A question similar to that of the instant case arose in Montlake, supra. There the court stated, at page 105 of 172 N.Y.S.:

"In addition, I think that the record indicates substantially that such action was taken by the trial court with appellant's consent and, indeed, at the request of his counsel. Upon the first occasion of such conduct by the assistant district attorney, defendants' counsel moved that a juror be withdrawn, but the presiding judge denied the motion; defendants excepting. Upon the second occasion of such conduct, defendants' counsel contented himself with what amounted to a protest, but made no such motion. At the third and final occasion of that conduct, which was the most flagrant of all, the court on his own motion declared that he would withdraw a juror. I think that his such action may well be regarded as a somewhat belated granting of defendants' said former motion for that relief. Defendants' exception to the denial of that motion still stood upon the record, and I think that defendants' counsel should then in clear terms have withdrawn that motion if he did not wish it granted."

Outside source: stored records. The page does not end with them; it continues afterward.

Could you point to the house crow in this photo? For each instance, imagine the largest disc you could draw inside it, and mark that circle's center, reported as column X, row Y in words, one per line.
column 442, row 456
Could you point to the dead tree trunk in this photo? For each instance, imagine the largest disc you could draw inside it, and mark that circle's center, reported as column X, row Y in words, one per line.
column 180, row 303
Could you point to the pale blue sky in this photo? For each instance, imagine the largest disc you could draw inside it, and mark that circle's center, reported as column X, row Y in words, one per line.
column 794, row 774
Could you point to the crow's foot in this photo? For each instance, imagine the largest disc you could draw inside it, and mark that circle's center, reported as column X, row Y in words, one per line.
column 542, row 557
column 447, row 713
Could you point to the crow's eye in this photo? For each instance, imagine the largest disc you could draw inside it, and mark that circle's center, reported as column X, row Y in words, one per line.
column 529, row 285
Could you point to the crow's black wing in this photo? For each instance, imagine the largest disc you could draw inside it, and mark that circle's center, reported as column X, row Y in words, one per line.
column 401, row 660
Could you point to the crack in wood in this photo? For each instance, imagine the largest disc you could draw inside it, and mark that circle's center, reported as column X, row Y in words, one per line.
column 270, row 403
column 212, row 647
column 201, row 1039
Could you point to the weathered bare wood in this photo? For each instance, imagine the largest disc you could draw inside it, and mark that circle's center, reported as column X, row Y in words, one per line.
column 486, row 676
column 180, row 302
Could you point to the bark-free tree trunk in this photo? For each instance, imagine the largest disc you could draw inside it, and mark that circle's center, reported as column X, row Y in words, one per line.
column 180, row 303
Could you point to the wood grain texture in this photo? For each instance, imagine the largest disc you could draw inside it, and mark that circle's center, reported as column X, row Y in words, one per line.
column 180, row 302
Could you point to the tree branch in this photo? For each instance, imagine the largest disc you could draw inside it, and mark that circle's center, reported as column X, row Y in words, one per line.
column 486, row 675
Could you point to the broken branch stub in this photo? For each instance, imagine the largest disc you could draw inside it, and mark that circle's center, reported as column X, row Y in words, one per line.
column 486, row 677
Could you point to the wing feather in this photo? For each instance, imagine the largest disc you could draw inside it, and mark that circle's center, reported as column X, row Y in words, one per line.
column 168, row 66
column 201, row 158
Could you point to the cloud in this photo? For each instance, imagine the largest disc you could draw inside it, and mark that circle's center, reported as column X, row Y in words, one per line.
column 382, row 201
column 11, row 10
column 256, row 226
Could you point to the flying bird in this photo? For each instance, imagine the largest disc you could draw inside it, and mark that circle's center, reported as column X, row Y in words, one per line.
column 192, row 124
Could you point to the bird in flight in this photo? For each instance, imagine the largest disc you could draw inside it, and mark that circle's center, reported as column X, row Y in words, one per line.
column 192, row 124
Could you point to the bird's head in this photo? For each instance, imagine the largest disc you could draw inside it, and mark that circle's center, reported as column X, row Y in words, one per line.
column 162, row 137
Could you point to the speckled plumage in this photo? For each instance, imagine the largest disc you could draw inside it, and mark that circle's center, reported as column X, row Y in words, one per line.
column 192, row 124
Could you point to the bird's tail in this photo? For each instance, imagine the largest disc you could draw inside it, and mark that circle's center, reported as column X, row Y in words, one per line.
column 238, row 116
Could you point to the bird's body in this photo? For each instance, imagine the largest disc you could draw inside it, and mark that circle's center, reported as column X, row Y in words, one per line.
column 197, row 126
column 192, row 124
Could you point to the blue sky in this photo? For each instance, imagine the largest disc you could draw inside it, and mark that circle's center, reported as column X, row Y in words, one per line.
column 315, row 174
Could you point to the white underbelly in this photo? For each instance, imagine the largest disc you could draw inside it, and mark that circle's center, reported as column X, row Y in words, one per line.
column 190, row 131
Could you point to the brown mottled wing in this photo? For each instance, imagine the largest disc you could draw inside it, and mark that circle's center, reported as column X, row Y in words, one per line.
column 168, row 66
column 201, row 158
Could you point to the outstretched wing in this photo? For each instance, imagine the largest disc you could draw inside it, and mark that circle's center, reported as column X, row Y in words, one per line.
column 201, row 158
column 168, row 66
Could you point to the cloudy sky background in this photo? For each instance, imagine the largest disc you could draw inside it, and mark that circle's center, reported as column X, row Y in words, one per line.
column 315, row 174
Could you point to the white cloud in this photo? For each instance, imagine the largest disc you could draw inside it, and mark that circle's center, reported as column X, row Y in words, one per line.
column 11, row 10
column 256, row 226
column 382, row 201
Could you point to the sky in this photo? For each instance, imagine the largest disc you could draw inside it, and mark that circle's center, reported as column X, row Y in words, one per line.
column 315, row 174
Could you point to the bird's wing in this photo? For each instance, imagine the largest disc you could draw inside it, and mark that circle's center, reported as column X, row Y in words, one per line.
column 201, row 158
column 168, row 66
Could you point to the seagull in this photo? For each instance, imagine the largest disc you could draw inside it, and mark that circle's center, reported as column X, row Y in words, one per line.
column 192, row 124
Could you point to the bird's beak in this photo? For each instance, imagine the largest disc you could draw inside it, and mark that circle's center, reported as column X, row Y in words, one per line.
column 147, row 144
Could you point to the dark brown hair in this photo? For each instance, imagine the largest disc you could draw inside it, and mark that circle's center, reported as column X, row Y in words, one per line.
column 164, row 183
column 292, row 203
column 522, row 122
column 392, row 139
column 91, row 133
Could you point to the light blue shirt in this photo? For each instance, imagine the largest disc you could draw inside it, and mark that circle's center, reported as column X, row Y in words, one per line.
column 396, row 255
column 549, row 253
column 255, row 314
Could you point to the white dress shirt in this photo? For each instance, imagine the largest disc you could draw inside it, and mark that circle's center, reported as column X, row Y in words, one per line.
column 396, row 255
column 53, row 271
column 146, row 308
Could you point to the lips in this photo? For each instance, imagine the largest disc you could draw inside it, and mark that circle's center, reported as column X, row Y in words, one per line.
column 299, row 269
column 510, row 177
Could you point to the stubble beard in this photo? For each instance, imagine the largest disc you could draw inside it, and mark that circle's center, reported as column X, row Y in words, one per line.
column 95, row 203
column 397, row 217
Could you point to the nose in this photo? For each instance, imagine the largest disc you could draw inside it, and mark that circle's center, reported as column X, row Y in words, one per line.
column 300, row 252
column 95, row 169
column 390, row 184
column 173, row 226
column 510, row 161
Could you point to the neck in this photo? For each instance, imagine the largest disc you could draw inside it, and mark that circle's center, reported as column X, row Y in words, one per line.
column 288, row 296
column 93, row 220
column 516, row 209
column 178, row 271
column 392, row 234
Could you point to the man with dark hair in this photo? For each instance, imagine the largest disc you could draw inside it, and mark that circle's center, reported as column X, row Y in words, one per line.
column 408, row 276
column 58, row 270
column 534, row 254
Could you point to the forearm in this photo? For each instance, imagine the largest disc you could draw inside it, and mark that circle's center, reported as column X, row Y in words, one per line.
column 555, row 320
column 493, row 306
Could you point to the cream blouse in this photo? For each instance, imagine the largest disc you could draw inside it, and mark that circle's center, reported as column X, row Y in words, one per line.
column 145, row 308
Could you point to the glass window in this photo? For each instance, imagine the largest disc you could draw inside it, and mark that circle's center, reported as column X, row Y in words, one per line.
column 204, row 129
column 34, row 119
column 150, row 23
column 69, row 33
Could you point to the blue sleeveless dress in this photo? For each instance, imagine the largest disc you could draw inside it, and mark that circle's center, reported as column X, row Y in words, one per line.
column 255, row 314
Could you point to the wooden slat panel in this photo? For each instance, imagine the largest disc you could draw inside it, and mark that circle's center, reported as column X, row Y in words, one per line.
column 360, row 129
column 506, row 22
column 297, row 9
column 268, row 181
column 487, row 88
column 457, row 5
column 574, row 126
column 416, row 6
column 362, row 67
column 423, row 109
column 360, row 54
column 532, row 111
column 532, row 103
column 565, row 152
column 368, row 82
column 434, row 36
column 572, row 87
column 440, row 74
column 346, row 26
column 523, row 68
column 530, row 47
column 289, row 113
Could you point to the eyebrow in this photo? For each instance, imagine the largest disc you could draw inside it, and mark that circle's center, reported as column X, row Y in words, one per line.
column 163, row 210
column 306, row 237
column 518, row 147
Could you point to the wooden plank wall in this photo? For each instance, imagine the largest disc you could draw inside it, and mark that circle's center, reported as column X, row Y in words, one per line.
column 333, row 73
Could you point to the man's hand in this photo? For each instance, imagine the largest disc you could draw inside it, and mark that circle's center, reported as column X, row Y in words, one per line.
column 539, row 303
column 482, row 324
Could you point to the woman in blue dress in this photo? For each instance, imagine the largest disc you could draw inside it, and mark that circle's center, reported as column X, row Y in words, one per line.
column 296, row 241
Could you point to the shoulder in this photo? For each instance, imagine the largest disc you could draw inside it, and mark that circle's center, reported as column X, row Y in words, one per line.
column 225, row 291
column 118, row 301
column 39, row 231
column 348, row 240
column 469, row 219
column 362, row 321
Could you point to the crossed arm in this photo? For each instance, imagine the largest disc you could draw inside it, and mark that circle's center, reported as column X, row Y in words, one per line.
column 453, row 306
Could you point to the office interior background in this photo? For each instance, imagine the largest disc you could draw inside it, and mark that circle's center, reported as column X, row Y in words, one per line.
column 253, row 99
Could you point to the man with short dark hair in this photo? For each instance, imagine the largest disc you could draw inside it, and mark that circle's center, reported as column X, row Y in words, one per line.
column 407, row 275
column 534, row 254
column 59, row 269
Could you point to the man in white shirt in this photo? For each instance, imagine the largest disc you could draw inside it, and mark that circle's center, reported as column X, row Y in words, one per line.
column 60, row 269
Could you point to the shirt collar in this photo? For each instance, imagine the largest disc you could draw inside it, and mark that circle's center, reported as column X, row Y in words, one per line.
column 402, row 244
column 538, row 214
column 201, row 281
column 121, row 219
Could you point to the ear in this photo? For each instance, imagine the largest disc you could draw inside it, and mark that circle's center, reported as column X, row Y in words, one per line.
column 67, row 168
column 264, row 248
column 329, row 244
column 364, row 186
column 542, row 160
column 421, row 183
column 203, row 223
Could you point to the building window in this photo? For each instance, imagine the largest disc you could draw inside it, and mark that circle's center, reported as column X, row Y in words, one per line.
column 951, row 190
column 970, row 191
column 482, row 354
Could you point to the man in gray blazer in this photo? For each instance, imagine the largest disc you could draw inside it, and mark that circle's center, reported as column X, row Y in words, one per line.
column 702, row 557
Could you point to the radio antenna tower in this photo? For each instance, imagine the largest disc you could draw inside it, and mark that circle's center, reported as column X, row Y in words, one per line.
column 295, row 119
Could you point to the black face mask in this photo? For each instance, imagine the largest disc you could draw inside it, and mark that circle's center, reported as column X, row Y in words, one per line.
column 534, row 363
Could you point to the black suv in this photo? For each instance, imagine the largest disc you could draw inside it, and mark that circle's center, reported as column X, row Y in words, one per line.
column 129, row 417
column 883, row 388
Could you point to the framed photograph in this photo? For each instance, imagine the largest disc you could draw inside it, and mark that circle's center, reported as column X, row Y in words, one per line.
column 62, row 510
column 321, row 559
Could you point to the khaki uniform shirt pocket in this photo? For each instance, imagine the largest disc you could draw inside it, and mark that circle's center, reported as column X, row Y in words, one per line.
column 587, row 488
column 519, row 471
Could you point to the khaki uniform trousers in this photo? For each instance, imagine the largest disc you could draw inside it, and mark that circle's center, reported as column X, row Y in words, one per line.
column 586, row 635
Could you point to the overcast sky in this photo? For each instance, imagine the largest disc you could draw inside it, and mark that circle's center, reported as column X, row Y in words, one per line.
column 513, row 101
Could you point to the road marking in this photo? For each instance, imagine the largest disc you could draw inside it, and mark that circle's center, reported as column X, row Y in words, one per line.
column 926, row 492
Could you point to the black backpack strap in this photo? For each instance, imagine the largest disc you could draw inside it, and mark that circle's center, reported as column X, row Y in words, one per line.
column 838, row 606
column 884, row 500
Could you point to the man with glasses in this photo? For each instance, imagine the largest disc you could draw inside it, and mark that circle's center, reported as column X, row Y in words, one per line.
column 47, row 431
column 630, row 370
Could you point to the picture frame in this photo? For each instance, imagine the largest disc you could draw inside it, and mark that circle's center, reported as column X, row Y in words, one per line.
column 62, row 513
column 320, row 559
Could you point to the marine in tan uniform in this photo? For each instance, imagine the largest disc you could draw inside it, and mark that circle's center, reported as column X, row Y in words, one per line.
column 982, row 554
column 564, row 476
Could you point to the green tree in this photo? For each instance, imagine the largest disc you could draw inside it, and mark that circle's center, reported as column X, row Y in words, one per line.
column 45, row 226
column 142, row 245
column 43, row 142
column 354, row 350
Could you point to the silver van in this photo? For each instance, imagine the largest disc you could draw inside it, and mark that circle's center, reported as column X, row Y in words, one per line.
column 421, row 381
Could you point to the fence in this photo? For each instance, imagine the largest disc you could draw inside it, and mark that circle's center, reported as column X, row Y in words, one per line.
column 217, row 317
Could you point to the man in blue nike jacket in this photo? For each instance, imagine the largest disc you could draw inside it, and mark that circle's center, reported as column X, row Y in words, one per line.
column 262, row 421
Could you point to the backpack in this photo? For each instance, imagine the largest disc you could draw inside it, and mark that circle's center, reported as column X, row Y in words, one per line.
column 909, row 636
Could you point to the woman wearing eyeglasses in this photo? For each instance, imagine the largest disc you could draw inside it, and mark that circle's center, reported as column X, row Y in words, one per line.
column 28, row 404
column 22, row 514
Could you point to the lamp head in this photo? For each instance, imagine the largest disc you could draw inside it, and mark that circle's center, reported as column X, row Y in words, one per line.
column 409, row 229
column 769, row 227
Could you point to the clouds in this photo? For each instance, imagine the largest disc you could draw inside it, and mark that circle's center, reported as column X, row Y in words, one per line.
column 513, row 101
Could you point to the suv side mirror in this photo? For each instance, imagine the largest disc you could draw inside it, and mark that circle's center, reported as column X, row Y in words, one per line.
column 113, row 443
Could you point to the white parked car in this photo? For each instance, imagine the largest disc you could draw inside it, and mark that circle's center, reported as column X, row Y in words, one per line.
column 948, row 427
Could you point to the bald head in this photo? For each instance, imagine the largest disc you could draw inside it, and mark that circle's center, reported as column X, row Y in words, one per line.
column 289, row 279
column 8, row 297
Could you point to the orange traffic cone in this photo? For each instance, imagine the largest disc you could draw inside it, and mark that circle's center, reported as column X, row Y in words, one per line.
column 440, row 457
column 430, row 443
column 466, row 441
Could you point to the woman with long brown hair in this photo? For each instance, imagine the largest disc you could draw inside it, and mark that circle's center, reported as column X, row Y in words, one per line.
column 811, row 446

Similarly, Kamen v. Gray, 169 Kan. 664, 220 P. 2 d 160, certiorari denied 340 U.S. 890, 71 S. Ct. 206, 95 L. Ed. 645

[33 NJ Page 403]

(1950), is a case closely akin to the one at bar. There defendant moved the court to declare a mistrial because of prejudice engendered in the minds of the jury by the admission of certain evidence. The motion was denied. After the state rested its case, the trial court reversed its former ruling and declared a mistrial on the grounds set forth in defendant's original motion. In rejecting defendant's double jeopardy plea the appellate court stated, 220 P. 2 d, at page 162:

"The discharge of the jury was the necessary result of sustaining defendant's request and he has no right to complain that the court took the action which he had requested and to which no objection was made; his actions amounted to a consent."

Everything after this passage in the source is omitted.